Mississippi Fred MacDowell said...

Interestingly, Rabbi Kamenetsky is fond of quoting Heine, First they will burn books and then they will burn people. (Dort, wo man Bücher verbrennt, verbrennt man auch am Ende Menschen.)

Congregation Toras Emes said...

its a big jump to assume that the rabbies signing bans are doing so in order to show the world that they are prestigious enough to be asked to sign ???

Adam Zur said...

There is a problem in the Orthodox world of having to show that you are frum. Without that one is considered not part of the group.

Mississippi Fred MacDowell said...

Congregation Toras Emes: he said there is an additional motive to sign such bans. Is it really a big leap? Despite the discontent and confusion these bans sow, despite the flouting of the bans by so many, despite the mechanism in which they are produced - so and so circulates the idea that there is a problem in need of a ban and circulates a letter and the rabbis sign when they see the other names - despite the occasional retreats from some of the signers (e.g., R. Shmuel Kamenetsky after banning the Lipa Schmelzer concert and admitting it was a mistake) - despite this, they sign. So you tell me if signing to keep themselves part of the group isn't an additional motive?

Agav, in the Anatomy of a Ban book Kamenetsky writes that basically only two people in America who were asked to sign refused.
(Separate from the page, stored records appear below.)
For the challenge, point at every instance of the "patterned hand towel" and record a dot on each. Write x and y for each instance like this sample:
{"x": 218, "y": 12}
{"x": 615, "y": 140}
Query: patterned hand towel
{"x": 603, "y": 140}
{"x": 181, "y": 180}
One was R. Zelig Epstein who read the book and thought there was nothing wrong with it. The other was R. Don Ungarischer - it's unclear if he read it, but probably not - who refused to sign because of hakaras ha-tov to R. Yaakov, and said that even if it was worth banning he could not do that to a son of R. Yaakov. And one of the 'villains' in the book is R. Wolbe whom Kamenetsky takes to task for signing despite owing hakaras ha-tov to R. Yaakov for, among other things, making his shidduch.

PMEM said...

One of the old Hollywood moguls once said, "Pay no attention to your critics. Don't even ignore them."

Time to ignore the charedi world. They are off the derech. They need to prove to me that they are Torah observant for I think they have created a new religion.